Once I navigated into the park, I chose to stick to the roads for ease of access because I didn’t have a good map of the trails. A map of the park was posted at the entrance, but it was rudimentary and I didn’t want to think too hard. Another day I’ll get back out and try the trails for sure, since I discovered on my walk that a disc golf course lies hidden in the wooded area of the park. That looked fun, and I plan to have a little adventure to see where that goes when hunting season is over. What I found while walking the road was a pleasant small park loaded with family-oriented outdoor activities. I crossed a bridge which took me over the picturesque Otter Brook, for which the park is named, and walked along the road toward the lake fed by the river. On the shore of the lake is a beach and boat launch where people most likely frequent the park in summer. Places to picnic along the river are plentiful, and despite its proximity to the busy highway, the park was fairly quiet.
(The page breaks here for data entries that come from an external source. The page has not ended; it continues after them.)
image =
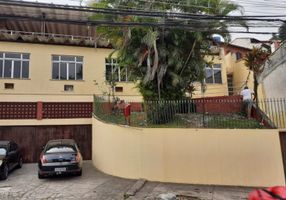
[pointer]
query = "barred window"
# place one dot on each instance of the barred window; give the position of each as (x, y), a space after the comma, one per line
(14, 65)
(213, 74)
(115, 72)
(67, 67)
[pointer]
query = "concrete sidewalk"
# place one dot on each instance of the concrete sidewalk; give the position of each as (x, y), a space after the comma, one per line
(24, 184)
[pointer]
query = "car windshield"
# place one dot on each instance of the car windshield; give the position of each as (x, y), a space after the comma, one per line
(60, 149)
(2, 151)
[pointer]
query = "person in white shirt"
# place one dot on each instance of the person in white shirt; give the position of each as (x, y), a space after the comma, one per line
(247, 100)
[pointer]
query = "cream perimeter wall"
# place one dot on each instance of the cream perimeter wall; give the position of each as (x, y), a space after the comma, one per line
(196, 156)
(40, 86)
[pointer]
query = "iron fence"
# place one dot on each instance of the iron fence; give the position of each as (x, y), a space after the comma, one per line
(195, 113)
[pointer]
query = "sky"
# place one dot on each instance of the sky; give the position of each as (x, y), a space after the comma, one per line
(250, 7)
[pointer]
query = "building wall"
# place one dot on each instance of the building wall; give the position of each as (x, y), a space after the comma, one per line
(41, 87)
(273, 77)
(195, 156)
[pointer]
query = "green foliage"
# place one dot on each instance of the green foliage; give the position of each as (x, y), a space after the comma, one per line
(165, 61)
(254, 61)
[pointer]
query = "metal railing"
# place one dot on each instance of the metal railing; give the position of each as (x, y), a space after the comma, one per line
(195, 113)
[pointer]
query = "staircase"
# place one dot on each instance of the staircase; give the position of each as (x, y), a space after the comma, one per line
(230, 84)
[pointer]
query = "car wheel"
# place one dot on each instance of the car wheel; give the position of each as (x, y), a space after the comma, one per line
(79, 173)
(20, 162)
(4, 173)
(40, 176)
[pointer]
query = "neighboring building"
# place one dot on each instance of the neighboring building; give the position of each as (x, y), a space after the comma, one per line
(228, 74)
(273, 77)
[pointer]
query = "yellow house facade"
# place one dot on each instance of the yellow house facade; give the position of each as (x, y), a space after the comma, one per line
(42, 85)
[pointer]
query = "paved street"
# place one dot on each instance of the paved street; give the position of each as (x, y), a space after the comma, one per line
(24, 184)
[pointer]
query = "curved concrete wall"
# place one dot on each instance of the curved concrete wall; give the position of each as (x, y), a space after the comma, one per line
(196, 156)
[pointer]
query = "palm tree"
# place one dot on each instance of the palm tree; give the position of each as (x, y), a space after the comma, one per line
(282, 32)
(254, 61)
(164, 60)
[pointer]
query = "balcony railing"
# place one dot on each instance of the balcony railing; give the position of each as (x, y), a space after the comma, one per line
(11, 35)
(196, 113)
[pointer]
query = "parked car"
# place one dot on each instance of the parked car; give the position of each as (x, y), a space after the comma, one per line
(10, 158)
(60, 157)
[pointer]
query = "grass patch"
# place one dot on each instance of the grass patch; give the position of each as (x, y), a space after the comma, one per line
(193, 120)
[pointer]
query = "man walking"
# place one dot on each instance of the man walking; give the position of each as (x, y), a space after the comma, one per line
(247, 100)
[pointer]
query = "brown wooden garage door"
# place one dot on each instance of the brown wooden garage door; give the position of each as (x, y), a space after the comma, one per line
(32, 138)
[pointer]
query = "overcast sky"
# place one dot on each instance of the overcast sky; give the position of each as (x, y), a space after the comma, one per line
(251, 7)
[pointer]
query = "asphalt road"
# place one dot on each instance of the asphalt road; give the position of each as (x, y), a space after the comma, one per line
(24, 184)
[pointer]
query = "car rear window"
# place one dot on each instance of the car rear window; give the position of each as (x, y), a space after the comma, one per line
(60, 149)
(2, 151)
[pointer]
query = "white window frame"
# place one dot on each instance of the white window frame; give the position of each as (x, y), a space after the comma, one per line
(114, 66)
(13, 60)
(213, 69)
(60, 61)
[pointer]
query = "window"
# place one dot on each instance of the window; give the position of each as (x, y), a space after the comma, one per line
(14, 65)
(115, 72)
(67, 67)
(238, 55)
(9, 86)
(118, 89)
(213, 73)
(68, 88)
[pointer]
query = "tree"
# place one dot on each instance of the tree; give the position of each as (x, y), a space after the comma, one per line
(254, 61)
(164, 60)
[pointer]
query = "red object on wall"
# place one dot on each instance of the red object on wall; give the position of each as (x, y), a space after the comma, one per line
(264, 195)
(39, 110)
(223, 104)
(127, 110)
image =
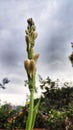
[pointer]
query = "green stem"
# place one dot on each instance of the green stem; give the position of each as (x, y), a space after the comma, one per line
(31, 108)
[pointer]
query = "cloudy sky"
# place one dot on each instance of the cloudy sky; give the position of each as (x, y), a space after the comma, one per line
(54, 22)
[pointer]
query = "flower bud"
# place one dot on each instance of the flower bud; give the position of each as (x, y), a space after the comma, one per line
(27, 39)
(32, 66)
(35, 57)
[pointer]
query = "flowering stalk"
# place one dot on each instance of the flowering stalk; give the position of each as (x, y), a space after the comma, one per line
(30, 67)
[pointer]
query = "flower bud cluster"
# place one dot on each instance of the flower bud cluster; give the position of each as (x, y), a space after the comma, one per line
(31, 34)
(30, 66)
(71, 58)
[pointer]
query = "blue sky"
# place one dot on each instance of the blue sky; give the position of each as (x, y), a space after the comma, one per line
(54, 22)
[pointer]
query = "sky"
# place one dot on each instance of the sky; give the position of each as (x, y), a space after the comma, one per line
(54, 24)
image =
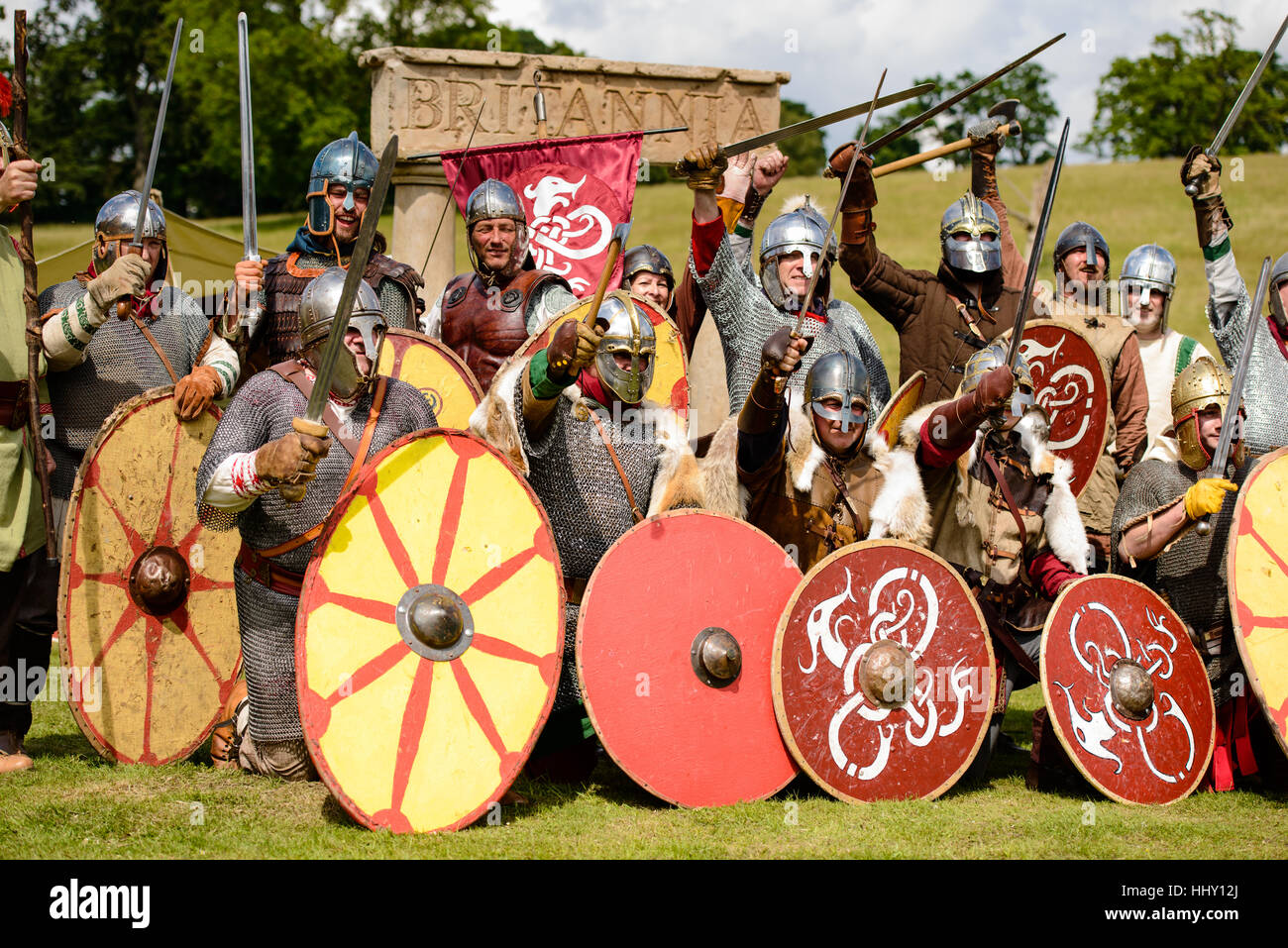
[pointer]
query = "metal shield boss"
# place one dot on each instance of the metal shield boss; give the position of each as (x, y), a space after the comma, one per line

The view from the road isn’t much to write home about, but the lake is pleasant, and the river is beautiful. Apparently pets are not welcome in the park, which is a shame, as too many parks in this state do not allow for people to walk their dogs. I may need to find out how I can make a change to this policy, as I do not believe I should be punished simply because a few pet owners were irresponsible. In any case, people are welcome to enjoy the water, picnic areas, and wooded preserves. The website for the park lists lots of sports activities, and recently I was told about a place that sells snowshoes for a low price; I might start snowshoeing this winter. 🙂
Soon I may need to get outside and shovel so Michael can get out of the driveway and go to work tonight. For the moment, I am enjoying a little quiet day in the brightness of new snow. Sometimes I marvel at the brilliance of nature in the way it provides more light in the darkest time of year. Without the leaf canopy of the woods, the snow provides plenty of light to be reflected even when the sun is hidden behind the clouds. As long as the snow stops falling in time for our travel to Olean tomorrow, I don’t mind the weather. I wish all of you a day of honest gratitude over the next few days, and a chance to consider how we can more deeply connect to the land on which we live, the people who live on that land, and how we can all be good to both. Changing the world starts with small acts between people and places, not necessarily huge impacts with large audiences. Each of us is a steward of the planet and its peoples, and your contribution to the betterment of the world matters just as much as everyone else’s. Believe. Listen. Act. Do it for love, and do it because it’s right. Your love is worth the effort.